On 8/5/2007 6:30 PM, Tom Lane wrote:
Gregory Stark <[EMAIL PROTECTED]> writes:
(Incidentally, this means what I said earlier about uselessly trying to
compress objects below 256 is even grosser than I realized. If you have a
single large object which even after compressing will be over the toast target
it will force *every* varlena to be considered for compression even though
they mostly can't be compressed. Considering a varlena smaller than 256 for
compression only costs a useless palloc, so it's not the end of the world but
still. It does seem kind of strange that a tuple which otherwise wouldn't be
toasted at all suddenly gets all its fields compressed if you add one more
field which ends up being stored externally.)

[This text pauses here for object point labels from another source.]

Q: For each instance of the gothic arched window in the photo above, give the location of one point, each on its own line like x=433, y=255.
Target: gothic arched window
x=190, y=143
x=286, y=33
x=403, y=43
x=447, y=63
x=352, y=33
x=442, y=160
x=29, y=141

Yeah.  It seems like we should modify the first and third loops so that
if (after compression if any) the largest attribute is *by itself*
larger than the target threshold, then we push it out to the toast table
immediately, rather than continuing to compress other fields that might
well not need to be touched.

I agree with the general lack of sanity in the logic and think this one is a good starter.

Another optimization to think about would eventually be to let the compressor abort the attempt after the first X bytes had to be copied literally. People do have the possibility to disable compression on a per column base, but how many actually do so? and if the first 100,000 bytes of a 10M attribute can't be compressed, it is very likely that the input is compressed already.